In almost all areas of Scotland you will find a forest. As the 21st of March is known as the International Day of Forests, I’ll take you on a (virtual) tour of some spectacular woodlands! As with being outside generally, there are a lot of health benefits associated with being outside in a forestry environment. If you are planning to make a trip to the north of Scotland, I would highly recommend taking the time to enjoy the forests, because they can be enjoyed at any time of the year.
My go-to site for finding walks is the walkhighlands website; I regularly look up walking routes if we are heading to an unfamiliar place. It’s such a mine of reliable information about walking routes, underfoot conditions and points of interest.
The Cairngorms National Park has a number of forests within the nature reserve, and I think one of my favourites has to be at Loch Morlich. You can walk round the whole loch, with views up to stunning peaks including Cairn Gorm, which is the sixth highest mountain in Scotland.
I’ve visited Loch Morlich both in the depths of an icy winter when the beach fringes are covered with snow, and the heights of summer. At its most busy times, crowds flock to enjoy watersports, a picnic or even some sunbathing time!

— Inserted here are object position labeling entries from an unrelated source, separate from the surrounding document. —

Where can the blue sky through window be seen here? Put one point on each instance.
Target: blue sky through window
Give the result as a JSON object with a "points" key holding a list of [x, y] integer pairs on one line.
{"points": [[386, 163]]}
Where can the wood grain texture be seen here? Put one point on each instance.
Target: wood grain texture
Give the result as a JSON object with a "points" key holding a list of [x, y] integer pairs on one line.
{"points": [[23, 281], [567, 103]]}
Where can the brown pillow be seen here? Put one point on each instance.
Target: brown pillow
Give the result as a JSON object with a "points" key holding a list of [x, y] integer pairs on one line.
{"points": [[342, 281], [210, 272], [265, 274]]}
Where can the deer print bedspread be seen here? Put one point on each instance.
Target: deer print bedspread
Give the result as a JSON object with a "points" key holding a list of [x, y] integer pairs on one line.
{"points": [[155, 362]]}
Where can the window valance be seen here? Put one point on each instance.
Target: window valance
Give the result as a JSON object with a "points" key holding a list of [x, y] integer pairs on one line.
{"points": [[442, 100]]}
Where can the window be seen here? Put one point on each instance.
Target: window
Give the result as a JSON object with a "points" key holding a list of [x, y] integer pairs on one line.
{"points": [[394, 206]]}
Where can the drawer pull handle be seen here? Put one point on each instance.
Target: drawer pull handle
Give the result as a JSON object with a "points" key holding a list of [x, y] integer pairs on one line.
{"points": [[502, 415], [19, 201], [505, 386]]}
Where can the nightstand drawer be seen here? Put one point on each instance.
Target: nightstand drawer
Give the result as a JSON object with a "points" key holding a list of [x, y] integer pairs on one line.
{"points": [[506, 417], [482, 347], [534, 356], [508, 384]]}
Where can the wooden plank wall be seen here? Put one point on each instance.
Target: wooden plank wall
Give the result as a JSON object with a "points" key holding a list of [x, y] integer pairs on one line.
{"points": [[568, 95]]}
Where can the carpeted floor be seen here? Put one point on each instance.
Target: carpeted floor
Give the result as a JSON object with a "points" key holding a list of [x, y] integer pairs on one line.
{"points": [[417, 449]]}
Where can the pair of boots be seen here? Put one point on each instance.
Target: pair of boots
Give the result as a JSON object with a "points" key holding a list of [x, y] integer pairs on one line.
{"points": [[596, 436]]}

Heading east to Aberdeenshire’s Balmoral Estate, this forest walk takes in views of the Royal Family’s Scottish residence at Balmoral Castle, as well as a number of cairns which were erected by Queen Victoria to celebrate key dates during her reign. It’s always worth checking to see if it’s possible to do the walk, as the estate is closed to the public when the Royal Family are in residence.
An estate that is slightly more accessible than Balmoral is Brodie Castle in Moray, which I visited back in 2016. This tree dwarfed the castle!
Heading back to the Highlands, possibly Caithness’s most popular forest is Dunnet Community Forest. It has only recently (2021) transferred ownership to a local community group where there are big plans to improve the visitor facilities. The forest trail is popular with families because there are a lot of sculptures to find! It’s also just across the road from Dunnet beach which is well worth a visit.
Slightly further south on the North Coast 500, the Big Burn walk at Golspie is a favourite route of ours, especially if we are breaking up a road trip to Inverness. For a very easy and brief walk (less than 15 minutes on the flat) you are rewarded with some stunning waterfalls!
I hope you’ve enjoyed the round-up of my favourite forests.